Verification (after the cluster restarts)

# 1. Write a sys.creds file from SYS_USER_JWT + SYS_USER_SEED locally:
cat > /tmp/sys.creds <<EOF
-----BEGIN NATS USER JWT-----
$SYS_USER_JWT
------END NATS USER JWT------
-----BEGIN USER NKEY SEED-----
$SYS_USER_SEED
------END USER NKEY SEED------
EOF

# 2. Connect AS the sys user (port-forward first).
kubectl port-forward -n instant-data svc/nats 4222:4222 &
nats --creds /tmp/sys.creds --server nats://localhost:4222 server info
# Expected: server info reply. If you get "Authorization Violation", the
# operator JWT in the cluster doesn't match the operator seed that signed
# this sys account — either the Secret didn't get applied, or you
# regenerated the operator key and forgot to re-apply.

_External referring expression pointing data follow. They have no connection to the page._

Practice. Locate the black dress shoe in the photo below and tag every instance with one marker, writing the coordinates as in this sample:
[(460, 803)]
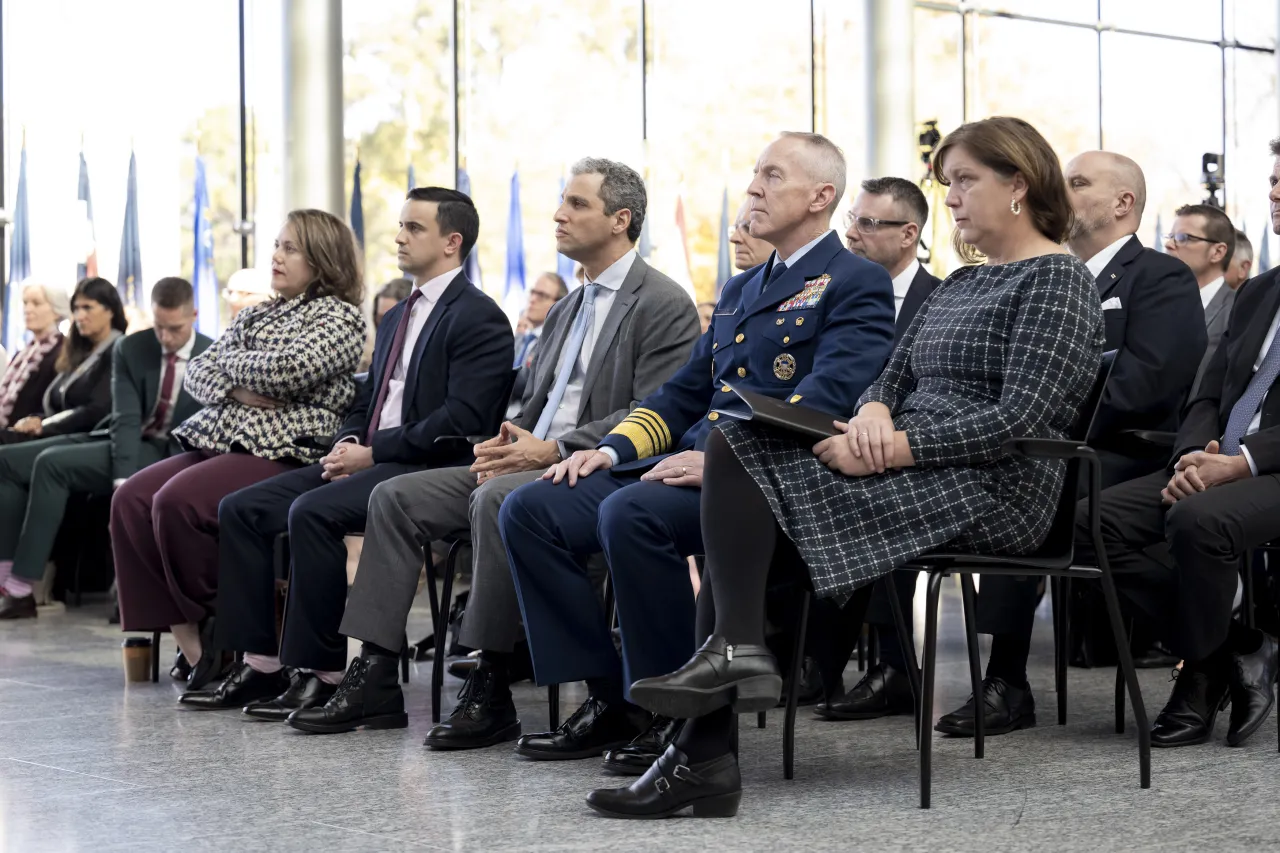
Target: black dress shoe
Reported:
[(16, 607), (593, 729), (181, 669), (1188, 717), (671, 784), (1008, 707), (243, 685), (485, 715), (883, 692), (1252, 692), (720, 674), (369, 697), (638, 756), (305, 690)]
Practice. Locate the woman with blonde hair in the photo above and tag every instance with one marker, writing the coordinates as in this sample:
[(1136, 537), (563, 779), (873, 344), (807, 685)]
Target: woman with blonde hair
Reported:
[(1008, 347), (282, 372)]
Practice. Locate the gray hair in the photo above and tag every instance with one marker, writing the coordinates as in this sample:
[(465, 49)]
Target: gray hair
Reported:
[(824, 162), (58, 297), (621, 188)]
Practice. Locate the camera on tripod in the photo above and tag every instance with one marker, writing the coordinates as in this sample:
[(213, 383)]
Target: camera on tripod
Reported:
[(1214, 179)]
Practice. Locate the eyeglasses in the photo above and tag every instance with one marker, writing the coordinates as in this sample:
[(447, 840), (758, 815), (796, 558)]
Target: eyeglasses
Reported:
[(868, 226), (1182, 238)]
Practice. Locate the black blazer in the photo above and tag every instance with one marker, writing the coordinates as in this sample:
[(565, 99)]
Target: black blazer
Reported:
[(922, 286), (1159, 334), (31, 396), (456, 383), (1228, 375)]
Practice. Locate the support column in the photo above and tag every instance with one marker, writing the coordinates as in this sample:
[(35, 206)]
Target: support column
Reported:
[(312, 105), (891, 144)]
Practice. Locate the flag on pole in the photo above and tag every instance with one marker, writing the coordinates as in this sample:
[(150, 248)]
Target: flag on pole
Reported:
[(88, 267), (723, 268), (565, 265), (19, 259), (513, 291), (129, 281), (471, 265), (204, 279), (357, 208)]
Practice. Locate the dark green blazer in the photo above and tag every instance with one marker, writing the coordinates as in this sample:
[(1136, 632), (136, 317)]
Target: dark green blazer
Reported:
[(135, 387)]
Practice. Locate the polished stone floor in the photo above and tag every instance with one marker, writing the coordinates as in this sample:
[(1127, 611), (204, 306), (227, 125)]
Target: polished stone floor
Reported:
[(91, 763)]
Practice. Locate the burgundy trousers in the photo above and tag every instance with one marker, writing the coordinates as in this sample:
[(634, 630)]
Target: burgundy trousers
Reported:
[(164, 534)]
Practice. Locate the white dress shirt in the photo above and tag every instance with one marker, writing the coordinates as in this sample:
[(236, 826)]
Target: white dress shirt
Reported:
[(1100, 261), (901, 284), (393, 405), (1210, 291), (565, 420)]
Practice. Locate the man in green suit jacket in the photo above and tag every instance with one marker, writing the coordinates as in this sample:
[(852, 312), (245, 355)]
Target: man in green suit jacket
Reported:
[(37, 478)]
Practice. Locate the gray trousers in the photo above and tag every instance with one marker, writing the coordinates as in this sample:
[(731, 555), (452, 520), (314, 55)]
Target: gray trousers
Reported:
[(405, 514)]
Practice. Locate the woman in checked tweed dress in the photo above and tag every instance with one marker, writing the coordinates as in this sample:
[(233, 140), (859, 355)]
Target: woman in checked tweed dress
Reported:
[(284, 369), (1009, 349)]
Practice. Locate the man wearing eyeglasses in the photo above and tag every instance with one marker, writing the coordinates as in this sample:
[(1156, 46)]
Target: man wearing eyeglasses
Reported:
[(1205, 240), (885, 226)]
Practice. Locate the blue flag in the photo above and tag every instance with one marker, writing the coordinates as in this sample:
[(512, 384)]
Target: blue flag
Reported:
[(19, 259), (204, 279), (471, 265), (723, 268), (88, 268), (565, 265), (513, 291), (129, 281), (357, 209)]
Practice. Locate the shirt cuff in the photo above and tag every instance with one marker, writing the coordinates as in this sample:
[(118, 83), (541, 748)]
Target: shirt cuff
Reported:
[(1248, 457)]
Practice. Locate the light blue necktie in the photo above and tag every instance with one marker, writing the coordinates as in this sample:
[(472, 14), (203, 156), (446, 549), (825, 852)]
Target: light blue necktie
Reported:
[(568, 360)]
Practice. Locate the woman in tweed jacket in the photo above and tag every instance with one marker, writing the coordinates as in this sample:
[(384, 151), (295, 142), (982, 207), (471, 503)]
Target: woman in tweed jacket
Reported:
[(1008, 349), (283, 370)]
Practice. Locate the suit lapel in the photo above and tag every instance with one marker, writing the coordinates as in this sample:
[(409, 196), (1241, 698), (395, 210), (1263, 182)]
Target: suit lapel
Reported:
[(794, 278)]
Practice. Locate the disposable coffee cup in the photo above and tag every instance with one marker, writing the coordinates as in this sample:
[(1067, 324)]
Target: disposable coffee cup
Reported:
[(137, 658)]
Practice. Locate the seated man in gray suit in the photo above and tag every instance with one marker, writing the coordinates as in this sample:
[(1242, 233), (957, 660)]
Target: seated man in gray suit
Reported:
[(606, 346)]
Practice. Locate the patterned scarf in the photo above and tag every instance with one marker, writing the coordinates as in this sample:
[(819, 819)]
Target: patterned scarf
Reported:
[(21, 369)]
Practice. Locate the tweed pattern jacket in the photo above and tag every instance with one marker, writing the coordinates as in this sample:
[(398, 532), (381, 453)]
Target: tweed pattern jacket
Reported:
[(301, 352), (996, 352)]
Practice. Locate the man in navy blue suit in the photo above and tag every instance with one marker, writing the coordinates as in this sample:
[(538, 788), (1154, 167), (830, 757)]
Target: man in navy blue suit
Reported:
[(813, 324), (442, 366)]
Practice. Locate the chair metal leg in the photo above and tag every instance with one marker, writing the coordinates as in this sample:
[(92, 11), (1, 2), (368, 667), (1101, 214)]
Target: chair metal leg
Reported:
[(931, 656), (1060, 588), (155, 657), (970, 634), (440, 626), (1130, 676), (789, 725), (904, 641)]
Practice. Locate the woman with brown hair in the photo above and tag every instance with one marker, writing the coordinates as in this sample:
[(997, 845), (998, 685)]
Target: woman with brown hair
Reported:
[(1005, 349), (282, 372)]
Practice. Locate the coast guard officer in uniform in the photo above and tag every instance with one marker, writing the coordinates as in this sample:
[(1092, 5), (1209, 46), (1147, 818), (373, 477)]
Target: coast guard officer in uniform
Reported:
[(813, 323)]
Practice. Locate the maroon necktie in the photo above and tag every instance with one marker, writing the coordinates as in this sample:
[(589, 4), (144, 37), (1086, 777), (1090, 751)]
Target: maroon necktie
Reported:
[(158, 420), (393, 359)]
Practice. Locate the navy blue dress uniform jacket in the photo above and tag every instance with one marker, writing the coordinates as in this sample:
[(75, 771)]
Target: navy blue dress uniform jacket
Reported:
[(819, 334), (456, 383)]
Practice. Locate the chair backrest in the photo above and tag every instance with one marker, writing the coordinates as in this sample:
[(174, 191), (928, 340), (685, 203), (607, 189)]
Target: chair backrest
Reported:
[(1060, 541)]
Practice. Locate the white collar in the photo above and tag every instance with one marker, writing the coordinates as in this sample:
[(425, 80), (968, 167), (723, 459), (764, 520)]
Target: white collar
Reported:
[(1100, 261), (903, 281)]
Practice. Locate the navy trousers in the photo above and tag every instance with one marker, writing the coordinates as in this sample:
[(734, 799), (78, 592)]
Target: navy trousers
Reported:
[(645, 530)]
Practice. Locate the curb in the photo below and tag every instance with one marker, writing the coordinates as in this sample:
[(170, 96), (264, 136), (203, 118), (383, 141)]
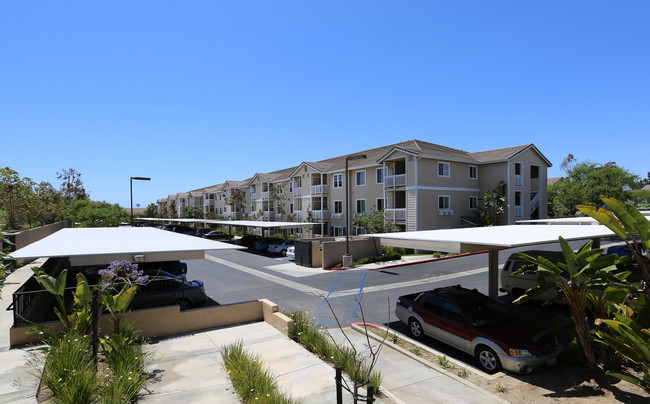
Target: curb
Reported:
[(357, 327)]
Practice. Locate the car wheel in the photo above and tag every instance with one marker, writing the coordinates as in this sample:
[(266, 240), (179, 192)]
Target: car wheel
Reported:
[(488, 359), (185, 304), (416, 328)]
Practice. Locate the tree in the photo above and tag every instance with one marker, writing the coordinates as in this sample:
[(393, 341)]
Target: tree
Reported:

# 3. Connect UNAUTHENTICATED. This MUST fail post-cutover.
nats --server nats://localhost:4222 server info
# Expected: "Authorization Violation" or "Authentication Required".

# Clean up local creds:
shred -u /tmp/sys.creds

Rotation

Rotating the operator seed is a cluster-restarting event (the new operator JWT has to be loaded by every nats-server process at startup). Plan:

  1. Generate a NEW operator + sys with nsc add operator -n InstanodeOperator-v2 --sys.
  2. Re-sign every tenant account against the new operator (nsc push -A after nsc env -o InstanodeOperator-v2).
  3. Update the nats-operator Secret in one transaction: 
    kubectl create secret generic nats-operator -n instant-data \
  --from-literal=OPERATOR_JWT="$NEW_OPERATOR_JWT" \
  --from-literal=OPERATOR_SEED="$NEW_OPERATOR_SEED" \
  ... \
  --dry-run=client -o yaml | kubectl apply -f -
  4. kubectl rollout restart deployment/nats -n instant-data.
  5. Update instant-secrets in instant namespace with the new seed.
  6. Restart api + worker so they pick up the new seed.

Old account JWTs (signed by the old operator) become invalid the moment the nats-server picks up the new operator key. Plan for a 5-minute brownout while every client reconnects.

Failure modes

Symptom Cause Fix
nats-server: open /etc/nats/operator.conf: no such file initContainer didn't render the file check nats-operator Secret exists in instant-data namespace, contents non-empty
api logs queueprovider.nats: parse operator seed: invalid encoded key NATS_OPERATOR_SEED not base64-encoded properly re-do step 6 of the TL;DR
Provisioned queue returns connection_url but nats publish fails with Authorization Violation account claim never reached the resolver check api logs for queue.cred_issue_failed; if the ResolverPusher fires no-op, that means the account JWT was minted but the resolver doesn't know about it yet — this is expected in MEMORY-resolver mode until we implement the SYS-connection push
Existing pre-cutover queue resources stop working after rollout nats-server in operator mode rejects all unauthenticated clients this is the intended behavior; the legacy_open auth_mode flag in the DB is informational only — clients need to recycle into isolated mode after the cutover

Authoring: generated 2026-05-20 by the NATS isolation cutover work. Keep this file in sync with NATS-ISOLATION-MIGRATION-2026-05-20.md (repo root) and api/internal/handlers/queue_provider.go.